Newly launched ChatGPT, the latest example of conversational AI, is absolutely human-like in its ability to create text and assemble words, phrases and thoughts.
The brainchild of AI firm OpenAI, ChatGPT is good enough – and its output believable enough – to write sophisticated essays, stories, even poetry, prompting concerns that such technology can replace humans in journalism, academe, filmmaking, game design, advertising, programming and on and on. The bot uses a dialogue format that allows users to provide both simple and complex instructions.
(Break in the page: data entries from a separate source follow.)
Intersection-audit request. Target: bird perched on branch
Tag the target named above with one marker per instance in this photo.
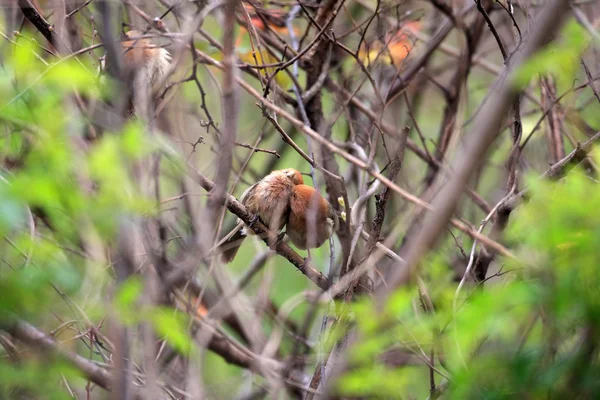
(269, 201)
(311, 220)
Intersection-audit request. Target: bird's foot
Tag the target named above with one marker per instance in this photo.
(253, 221)
(304, 264)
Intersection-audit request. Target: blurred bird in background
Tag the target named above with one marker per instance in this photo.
(145, 64)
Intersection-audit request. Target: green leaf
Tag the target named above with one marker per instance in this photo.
(172, 325)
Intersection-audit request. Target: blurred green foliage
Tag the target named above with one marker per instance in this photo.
(534, 335)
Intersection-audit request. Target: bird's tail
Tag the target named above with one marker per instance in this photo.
(230, 245)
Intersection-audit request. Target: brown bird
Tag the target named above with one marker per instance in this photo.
(311, 220)
(144, 58)
(145, 64)
(269, 200)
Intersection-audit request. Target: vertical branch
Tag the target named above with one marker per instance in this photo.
(486, 127)
(229, 108)
(556, 146)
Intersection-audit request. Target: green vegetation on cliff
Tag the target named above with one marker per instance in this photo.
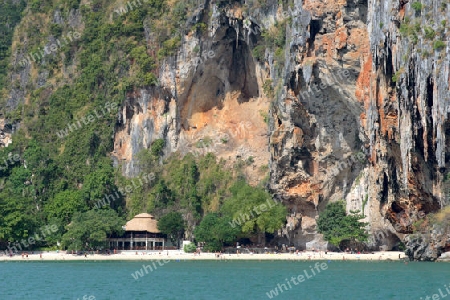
(337, 227)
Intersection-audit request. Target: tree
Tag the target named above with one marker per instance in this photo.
(90, 230)
(215, 231)
(172, 224)
(337, 226)
(254, 210)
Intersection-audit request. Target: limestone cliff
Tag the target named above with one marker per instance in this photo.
(339, 99)
(359, 111)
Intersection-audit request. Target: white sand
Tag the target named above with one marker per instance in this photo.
(175, 255)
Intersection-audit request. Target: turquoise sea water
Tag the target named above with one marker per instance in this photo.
(221, 280)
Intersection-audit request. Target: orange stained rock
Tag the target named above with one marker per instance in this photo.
(341, 38)
(363, 83)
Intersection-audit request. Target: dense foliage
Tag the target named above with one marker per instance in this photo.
(60, 175)
(172, 224)
(337, 226)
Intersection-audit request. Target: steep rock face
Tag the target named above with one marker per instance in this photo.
(354, 107)
(216, 104)
(357, 114)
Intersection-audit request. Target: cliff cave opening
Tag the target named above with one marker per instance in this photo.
(231, 71)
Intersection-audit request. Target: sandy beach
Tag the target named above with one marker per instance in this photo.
(179, 255)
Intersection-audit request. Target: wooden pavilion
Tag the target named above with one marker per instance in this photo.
(141, 233)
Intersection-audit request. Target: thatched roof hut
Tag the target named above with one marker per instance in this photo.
(143, 222)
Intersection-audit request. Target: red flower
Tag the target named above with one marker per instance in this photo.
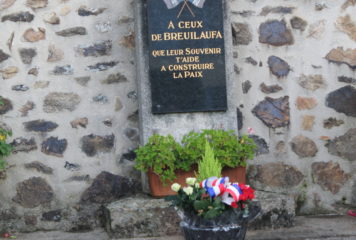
(247, 192)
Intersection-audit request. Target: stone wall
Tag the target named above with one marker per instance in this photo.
(68, 83)
(70, 98)
(296, 61)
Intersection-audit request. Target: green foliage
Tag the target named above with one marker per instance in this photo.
(160, 154)
(5, 148)
(230, 150)
(208, 166)
(164, 155)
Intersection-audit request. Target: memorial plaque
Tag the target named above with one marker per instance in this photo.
(186, 55)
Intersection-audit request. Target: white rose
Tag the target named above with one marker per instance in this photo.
(175, 187)
(188, 190)
(191, 181)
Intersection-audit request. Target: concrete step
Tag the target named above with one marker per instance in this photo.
(143, 217)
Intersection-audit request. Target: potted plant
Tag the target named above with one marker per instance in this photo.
(5, 151)
(166, 160)
(212, 207)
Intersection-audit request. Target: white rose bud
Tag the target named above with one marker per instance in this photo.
(191, 181)
(175, 187)
(188, 190)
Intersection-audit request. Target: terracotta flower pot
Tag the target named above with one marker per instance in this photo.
(158, 189)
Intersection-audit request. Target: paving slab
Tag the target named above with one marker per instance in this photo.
(306, 228)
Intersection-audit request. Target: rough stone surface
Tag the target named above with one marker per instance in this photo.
(132, 134)
(303, 146)
(278, 66)
(72, 166)
(69, 32)
(345, 79)
(27, 54)
(281, 147)
(341, 56)
(114, 78)
(63, 70)
(6, 4)
(277, 175)
(103, 66)
(20, 88)
(277, 211)
(31, 35)
(240, 119)
(79, 122)
(262, 146)
(270, 88)
(40, 126)
(18, 17)
(57, 102)
(40, 84)
(344, 146)
(103, 27)
(246, 86)
(332, 122)
(37, 3)
(298, 23)
(108, 187)
(85, 11)
(26, 108)
(278, 10)
(23, 145)
(348, 3)
(274, 113)
(40, 167)
(100, 98)
(51, 18)
(9, 72)
(311, 82)
(54, 54)
(33, 192)
(348, 26)
(3, 56)
(52, 216)
(329, 176)
(317, 30)
(82, 178)
(251, 61)
(118, 104)
(6, 106)
(308, 122)
(304, 103)
(276, 33)
(54, 146)
(83, 81)
(241, 34)
(33, 71)
(343, 100)
(141, 217)
(98, 49)
(92, 144)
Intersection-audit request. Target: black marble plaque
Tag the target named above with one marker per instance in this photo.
(186, 55)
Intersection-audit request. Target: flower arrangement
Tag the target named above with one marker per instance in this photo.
(209, 197)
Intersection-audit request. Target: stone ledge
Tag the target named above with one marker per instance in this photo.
(141, 216)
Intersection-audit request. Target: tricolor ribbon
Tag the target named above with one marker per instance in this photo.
(231, 193)
(215, 186)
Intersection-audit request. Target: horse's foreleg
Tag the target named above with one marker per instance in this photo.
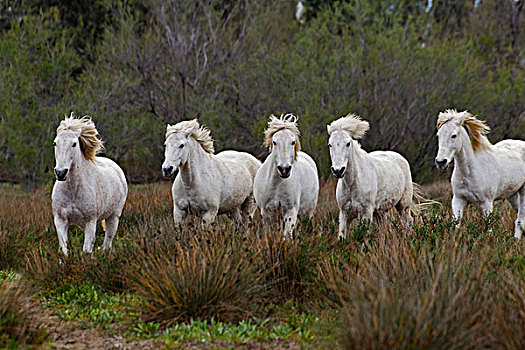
(111, 230)
(487, 208)
(290, 220)
(520, 220)
(514, 201)
(62, 226)
(208, 217)
(343, 224)
(367, 214)
(178, 214)
(458, 204)
(236, 215)
(249, 207)
(89, 236)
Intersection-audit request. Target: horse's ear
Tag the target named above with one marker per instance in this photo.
(461, 118)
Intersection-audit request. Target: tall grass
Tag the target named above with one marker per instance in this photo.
(427, 286)
(19, 325)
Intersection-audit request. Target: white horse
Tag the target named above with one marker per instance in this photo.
(369, 183)
(288, 179)
(483, 172)
(88, 188)
(207, 184)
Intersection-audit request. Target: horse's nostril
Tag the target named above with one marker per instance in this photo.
(167, 170)
(61, 174)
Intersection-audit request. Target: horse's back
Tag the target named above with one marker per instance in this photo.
(243, 158)
(394, 178)
(309, 180)
(112, 183)
(512, 149)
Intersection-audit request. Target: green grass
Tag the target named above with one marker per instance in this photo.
(87, 304)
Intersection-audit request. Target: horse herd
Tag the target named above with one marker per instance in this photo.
(91, 188)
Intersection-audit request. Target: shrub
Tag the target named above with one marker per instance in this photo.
(402, 296)
(211, 276)
(18, 322)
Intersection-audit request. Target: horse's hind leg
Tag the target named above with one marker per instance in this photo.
(520, 220)
(89, 235)
(249, 207)
(62, 226)
(111, 230)
(404, 208)
(290, 220)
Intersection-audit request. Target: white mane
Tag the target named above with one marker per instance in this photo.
(476, 129)
(90, 144)
(284, 122)
(351, 123)
(201, 134)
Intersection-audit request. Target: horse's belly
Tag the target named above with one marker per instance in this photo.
(76, 215)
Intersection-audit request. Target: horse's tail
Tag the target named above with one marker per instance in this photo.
(419, 201)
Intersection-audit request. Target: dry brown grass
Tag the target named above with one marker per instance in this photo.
(430, 286)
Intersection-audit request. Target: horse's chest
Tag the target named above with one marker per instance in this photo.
(77, 213)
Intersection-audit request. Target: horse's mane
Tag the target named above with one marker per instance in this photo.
(201, 134)
(284, 122)
(351, 123)
(90, 144)
(476, 128)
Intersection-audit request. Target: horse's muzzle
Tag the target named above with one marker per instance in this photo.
(284, 171)
(168, 171)
(442, 164)
(338, 173)
(61, 174)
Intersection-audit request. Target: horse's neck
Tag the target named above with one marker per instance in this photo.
(466, 161)
(198, 159)
(358, 160)
(272, 171)
(78, 173)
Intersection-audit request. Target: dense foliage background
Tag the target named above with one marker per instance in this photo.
(136, 65)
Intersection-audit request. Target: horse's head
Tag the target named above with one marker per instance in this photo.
(342, 133)
(177, 151)
(284, 147)
(450, 141)
(67, 152)
(340, 144)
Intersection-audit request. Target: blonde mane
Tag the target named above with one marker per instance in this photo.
(476, 129)
(201, 134)
(351, 123)
(90, 144)
(284, 122)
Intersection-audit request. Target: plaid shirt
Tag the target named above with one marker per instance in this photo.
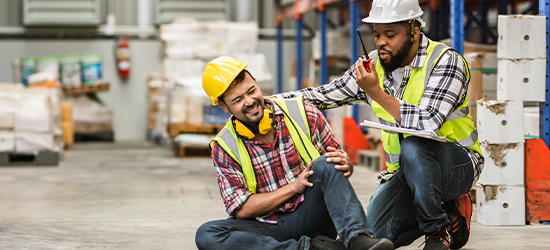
(274, 165)
(446, 91)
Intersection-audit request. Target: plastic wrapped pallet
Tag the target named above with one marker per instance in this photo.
(32, 142)
(188, 101)
(189, 38)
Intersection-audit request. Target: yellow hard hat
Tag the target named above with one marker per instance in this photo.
(219, 74)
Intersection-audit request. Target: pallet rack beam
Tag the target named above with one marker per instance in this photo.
(279, 24)
(354, 20)
(544, 123)
(457, 26)
(323, 62)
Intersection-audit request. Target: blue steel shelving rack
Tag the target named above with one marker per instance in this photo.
(295, 10)
(544, 132)
(457, 42)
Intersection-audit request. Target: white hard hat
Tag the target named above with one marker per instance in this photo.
(392, 11)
It provides a detailed response and can answer follow-up questions and even admit when it makes a mistake! But ChatGPT is just the best known, most accessible, example of AI. There are hundreds of companies using AI in various ways.
Events like the AI Summit in NY provide a showcase for B2B tech companies like Pinecone, Cognigy, Tonic, Snowplow and others to show their wares whether it’s identifying customers, making recommendations, onboarding employees, writing contracts, translating text from one language to another – and we are beginning to use AI in our home/office lives to do what had been considered tedious, time-consuming tasks like completing mailing lists or write thank you notes. In fields like PR, AI tools like Copy.ai or simplified are able to auto-generate blogs with just a few basic prompts. Advances in sentiment analysis, predictive analytics, chatbots and natural language processing are also having an impact on PR and in other professions where originality and creativity are the currencies. AI will challenge human creativity and may effectively transform the entire creative process.
In addition to AI impacting narrative language, a growing number of technology companies are delivering generative AI, delivering digital images from text prompts, and in some cases, raising billions in funding and provoking nonstop attention. “Trained” on the Internet’s more than 2.3 billion images, OpenAI’s DALL-E 2 and other image generation tools are already being tapped for advertising. Heinz, for example, is showcasing the fact that an AI-generated prototypical ketchup bottle looks just like a Heinz ketchup bottle. According to an article in HBR, Stitch Fix, the clothing company that uses AI to recommend specific clothing to customers, is experimenting with DALL-E 2 to create visualizations of clothing based on requested customer preferences for color, fabric, and style. Mattel, Nestle and others are also using the technology in marketing.
And it doesn’t stop there. Stable Diffusion’s Stability AI, for example, is able to create original imagery in seconds. These are images that don’t exist anywhere else in the world, and if you ask the AI to the same thing ten times in a row, the image will be different each time. It’s nearly impossible to believe that a robot can mimic human creativity in this way, but it can, and it does. That said, it’s important to realize that while these creations are technically “original,” they are derivative from work that came before. By scraping and analyzing millions of pieces of code, AI is able to fashion its own version of these outputs.
Even as incredible as all this is for the present and the future, AI does have its limitations including lack of transparency. “Algorithmic bias,” for example, based on built-in stereotypes over millions of posts, can produce unfair outcomes, such as “privileging” one category over another.
So while AI works out its kinks, and bots like ChatGPT are perfected, we are living through the beginnings of a monumental societal transformation. According to Andrew Ng’s LandingAI, “AI technology is now poised to transform every industry, just as electricity did 100 years ago.” HBR likens the AI revolution to the Industrial Revolution in scope and effect by freeing people from tedium so they can focus on ideas that add value. So fear not, we are at the inception of a sea change, and it’s up to us as a society to determine how to make AI work for us.